Copyright 2019 Christian Herta, Oliver Fischer
Permission is hereby granted, free of charge, to any person obtaining a copy of this software and associated documentation files (the "Software"), to deal in the Software without restriction, including without limitation the rights to use, copy, modify, merge, publish, distribute, sublicense, and/or sell copies of the Software, and to permit persons to whom the Software is furnished to do so, subject to the following conditions:
The above copyright notice and this permission notice shall be included in all copies or substantial portions of the Software.

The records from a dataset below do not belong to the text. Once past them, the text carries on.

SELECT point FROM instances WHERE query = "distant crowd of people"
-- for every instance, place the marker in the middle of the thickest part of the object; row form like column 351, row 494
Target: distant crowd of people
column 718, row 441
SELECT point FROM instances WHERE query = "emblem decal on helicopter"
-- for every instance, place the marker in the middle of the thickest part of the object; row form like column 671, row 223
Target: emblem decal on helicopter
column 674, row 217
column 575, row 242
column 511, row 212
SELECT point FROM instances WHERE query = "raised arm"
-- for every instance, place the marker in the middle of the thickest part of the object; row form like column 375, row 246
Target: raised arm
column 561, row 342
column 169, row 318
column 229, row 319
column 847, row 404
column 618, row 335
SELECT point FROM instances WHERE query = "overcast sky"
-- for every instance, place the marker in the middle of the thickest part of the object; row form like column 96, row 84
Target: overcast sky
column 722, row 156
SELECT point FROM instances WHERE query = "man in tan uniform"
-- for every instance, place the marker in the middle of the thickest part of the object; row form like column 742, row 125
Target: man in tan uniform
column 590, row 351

THE SOFTWARE IS PROVIDED "AS IS", WITHOUT WARRANTY OF ANY KIND, EXPRESS OR IMPLIED, INCLUDING BUT NOT LIMITED TO THE WARRANTIES OF MERCHANTABILITY, FITNESS FOR A PARTICULAR PURPOSE AND NONINFRINGEMENT. IN NO EVENT SHALL THE AUTHORS OR COPYRIGHT HOLDERS BE LIABLE FOR ANY CLAIM, DAMAGES OR OTHER LIABILITY, WHETHER IN AN ACTION OF CONTRACT, TORT OR OTHERWISE, ARISING FROM, OUT OF OR IN CONNECTION WITH THE SOFTWARE OR THE USE OR OTHER DEALINGS IN THE SOFTWARE.